Colonial Studies

New exhibitions reflect on the creative impact of three Maine arts colonies.

Maine Arts Colonies
Jean Cohen, "Skowhegan," 1949
By Joel Crabtree
From our July 2019 issue

Slab City Rendezvous

Farnsworth Art Museum
April 13–Feb. 9. 16 Museum St., Rockland. 207-596-6457.

After the Second World War, a cadre of young, New York­–based artists started summering on the midcoast, seeking inspiration in the landscape and locals. Figurative painter Alex Katz, abstract painter Jean Cohen, and landscape painter Lois Dodd bought a house on Lincolnville’s Slab City Road. “They were looking for alternatives to the abstract expressionism that reigned supreme in critical circles in New York,” says Farnsworth chief curator Michael Komanecky. Katz and Dodd helped refocus American art on actual people and places, and their house became a gathering place for contemporaries. Red Grooms’s 1964 Slab City Rendezvous, a depiction of the neighorhood with a bunch of its now-famous residents and guests hanging around, lends the exhibition its name.

Dorian Zachai, “Allegory of Three Men,” 1962-1965
Haystack artists make stoneware and assemblage.
Cynthia Bringle, “Four Cups,” Circa 1968.

In the Vanguard: Haystack Mountain School of Crafts, 1950–1969

Portland Museum of Art
May 24–Sept. 8. 7 Congress Sq., Portland. 207-775-6148.

Charged with creating an exhibition about Haystack’s role in raising ceramicists, woodworkers, and glassblowers to the same critical plane as painters and sculptors, curators Diana Greenwold and Rachael Arauz headed up to Deer Isle to dig through the school’s archives. In the process, they digitized more than 1,000 slides and interviewed 70 Haystack instructors and students. The resulting exhibition features 90 works, from textiles to metalwork, plus posters and magazine articles. “The entire craft world at one time or another really was filtering through and making this ever-changing community there,” Greenwold says.
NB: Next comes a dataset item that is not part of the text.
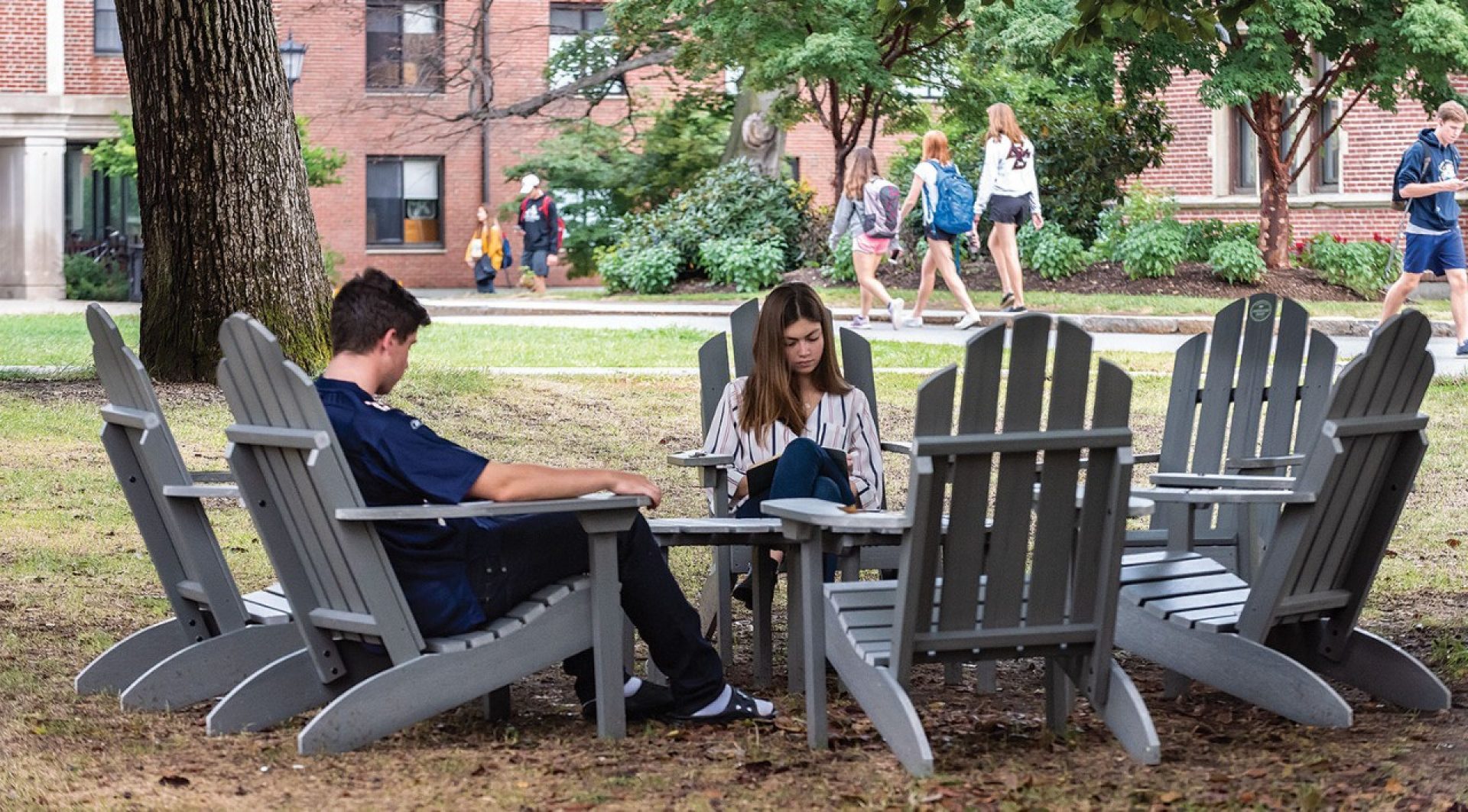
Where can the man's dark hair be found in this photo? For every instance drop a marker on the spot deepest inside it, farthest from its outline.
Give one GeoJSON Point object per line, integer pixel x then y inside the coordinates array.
{"type": "Point", "coordinates": [367, 307]}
A Life Made in Art: Maud Briggs Knowlton

Monhegan Museum of Art & History
July 1–Sept. 30. 1 Lighthouse Hill, Monhegan. 207-596-7003.

When Monhegan Museum associate director Robert Stahl moved to Monhegan Island in 2003, he found out that his home originally belonged to watercolorist Maud Briggs Knowlton. In the late 1800s, Knowlton became one of the first few women to join the island’s arts colony, where Edward Hopper and Rockwell Kent also painted around the turn of the century. Stahl started researching Knowlton and found little about her life and artistic legacy, so the museum began to piece together the first major retrospective on her work, featuring watercolors, oils, etchings, drawings, and painted porcelain, as well as her husband Ed’s photographs of island life.

Maud Briggs Knowlton paints Monhegan flowers.